POST MORTEM ANALYSIS of Incidents on 2019-10-01 and 2019-10-09
Between 2019-10-01 15:44 UTC+2 and 2019-10-01 16:31 UTC+2 as well as between 2019-10-09 11:35 UTC+2 and 2019-10-09 12:59 UTC+2 we experienced partial service degradation.
During the aforementioned time frame the IDnow system served incoming requests only partially or with degraded performance. Only a limited number of identifications were processed during this time.
The root cause analysis which has been initiated on 2019-10-01 regarding this incident showed that the database queries to be executed were not performed in a timely manner and thousands of SQL statements waited for execution. On 2019-10-01 we then decided to isolate the systems executing the SQL statements and then restarted the database which restored the service availability. During this time, we collected additional logs and status information from the database and services interacting with the database to aid the root cause analysis. The analysis of the collected evidences showed that the database did not process some of the SQL statements in a timely manner although the SQL statements as such are trivial and when executed manually returned the results within a few milliseconds. We added additional logging and prepared additional analysis scripts which helped us during the incident on 2019-10-09 to collect additional information we required to better understand the root cause. During the incident on 2019-10-09 it became apparent that we are affected by a bug in the database. The query optimizer calculating the execution plan for SQL queries would sometimes lock-up and process the calculations only very slowly for some of the SQL statements. This caused the related services to serve requests slowly or not at all.

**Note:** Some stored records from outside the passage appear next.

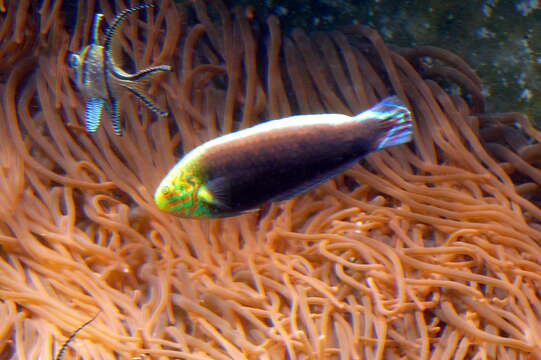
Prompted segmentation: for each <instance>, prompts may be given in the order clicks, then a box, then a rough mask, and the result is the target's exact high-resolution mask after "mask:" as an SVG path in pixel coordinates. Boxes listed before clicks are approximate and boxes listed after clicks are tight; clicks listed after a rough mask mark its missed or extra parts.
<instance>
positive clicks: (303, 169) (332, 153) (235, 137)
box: [154, 96, 413, 219]
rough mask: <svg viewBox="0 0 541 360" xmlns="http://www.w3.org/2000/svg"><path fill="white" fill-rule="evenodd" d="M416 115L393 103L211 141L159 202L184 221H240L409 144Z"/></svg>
mask: <svg viewBox="0 0 541 360" xmlns="http://www.w3.org/2000/svg"><path fill="white" fill-rule="evenodd" d="M412 131H413V123H412V118H411V113H410V111H409V110H408V109H407V108H406V107H405V105H404V104H403V103H402V101H401V100H400V99H399V98H398V97H397V96H393V97H389V98H386V99H384V100H383V101H381V102H380V103H378V104H377V105H375V106H374V107H372V108H370V109H368V110H366V111H364V112H362V113H360V114H358V115H356V116H353V117H351V116H347V115H341V114H319V115H299V116H291V117H288V118H284V119H279V120H273V121H268V122H265V123H262V124H259V125H256V126H253V127H251V128H248V129H244V130H240V131H237V132H234V133H230V134H227V135H224V136H221V137H218V138H216V139H213V140H210V141H208V142H206V143H204V144H202V145H200V146H198V147H196V148H195V149H193V150H192V151H191V152H189V153H188V154H186V155H185V156H184V157H183V158H182V159H181V160H180V161H179V162H178V163H177V164H176V165H175V166H174V167H173V168H172V169H171V171H169V173H168V174H167V176H166V177H165V178H164V179H163V180H162V182H161V184H160V185H159V186H158V188H157V189H156V193H155V195H154V201H155V203H156V205H157V206H158V207H159V208H160V209H161V210H164V211H166V212H169V213H172V214H175V215H178V216H180V217H186V218H198V219H201V218H215V217H227V216H236V215H240V214H242V213H244V212H246V211H250V210H253V209H257V208H258V207H259V206H260V205H262V204H263V203H266V202H273V201H281V200H286V199H290V198H292V197H294V196H296V195H298V194H301V193H303V192H305V191H307V190H309V189H311V188H313V187H314V186H316V185H318V184H320V183H322V182H324V181H326V180H328V179H330V178H332V177H334V176H335V175H338V174H340V173H341V172H343V171H344V170H346V169H348V168H349V167H350V166H352V165H353V164H355V163H356V162H358V161H359V160H360V159H361V158H362V157H364V156H366V155H368V154H370V153H371V152H374V151H378V150H381V149H384V148H387V147H390V146H394V145H398V144H402V143H406V142H408V141H410V140H411V137H412Z"/></svg>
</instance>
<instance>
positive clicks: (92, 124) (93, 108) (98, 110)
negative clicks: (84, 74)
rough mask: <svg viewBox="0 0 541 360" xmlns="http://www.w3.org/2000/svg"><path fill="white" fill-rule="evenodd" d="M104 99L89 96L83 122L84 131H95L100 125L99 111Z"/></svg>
mask: <svg viewBox="0 0 541 360" xmlns="http://www.w3.org/2000/svg"><path fill="white" fill-rule="evenodd" d="M104 102H105V100H103V99H101V98H95V97H91V98H89V99H88V101H87V102H86V111H85V122H86V124H85V125H86V131H88V132H95V131H96V130H97V129H98V127H99V126H100V121H101V113H102V111H103V105H104Z"/></svg>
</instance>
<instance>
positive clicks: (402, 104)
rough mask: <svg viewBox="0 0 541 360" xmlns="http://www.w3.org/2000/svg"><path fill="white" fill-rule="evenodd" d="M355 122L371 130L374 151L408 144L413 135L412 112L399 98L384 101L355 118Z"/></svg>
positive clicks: (372, 146) (363, 112) (358, 115)
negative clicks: (397, 145)
mask: <svg viewBox="0 0 541 360" xmlns="http://www.w3.org/2000/svg"><path fill="white" fill-rule="evenodd" d="M355 120H357V121H362V122H363V123H365V124H366V126H368V127H370V128H371V131H370V133H372V135H373V141H374V143H373V145H372V148H373V149H374V150H373V151H377V150H381V149H384V148H387V147H390V146H394V145H399V144H403V143H407V142H409V141H410V140H411V138H412V135H413V121H412V118H411V112H410V111H409V110H408V108H407V107H406V105H404V103H403V102H402V100H400V98H399V97H398V96H391V97H388V98H385V99H383V100H382V101H380V102H379V103H377V104H376V105H374V106H373V107H371V108H370V109H368V110H366V111H363V112H362V113H360V114H358V115H357V116H355Z"/></svg>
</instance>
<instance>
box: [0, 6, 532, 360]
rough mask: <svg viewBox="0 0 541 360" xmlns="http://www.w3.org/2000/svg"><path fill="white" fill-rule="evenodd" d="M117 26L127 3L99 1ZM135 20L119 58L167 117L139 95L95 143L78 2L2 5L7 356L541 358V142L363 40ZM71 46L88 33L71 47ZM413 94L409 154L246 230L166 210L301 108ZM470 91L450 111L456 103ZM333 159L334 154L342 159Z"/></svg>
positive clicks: (521, 121)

As a corrective measure we then changed at 2019-10-09 12:50 UTC+2 database configuration parameters which are related to the query optimizer forcing the query optimizer to spend less time on examining different execution plans. In addition to this we also released an emergency fix of our system which simplified the SQL statement causing the query optimizer to lock-up. This emergency fix was applied on 2019-10-09 16:30 UTC+2 on our systems.
In addition to this we are initiating activities to upgrade our database version. The upgrade plan will include a thorough testing phase and staged roll-out in our production environment.
We sincerely apology for the incident and that we couldn’t provide the services with the availability we aim for.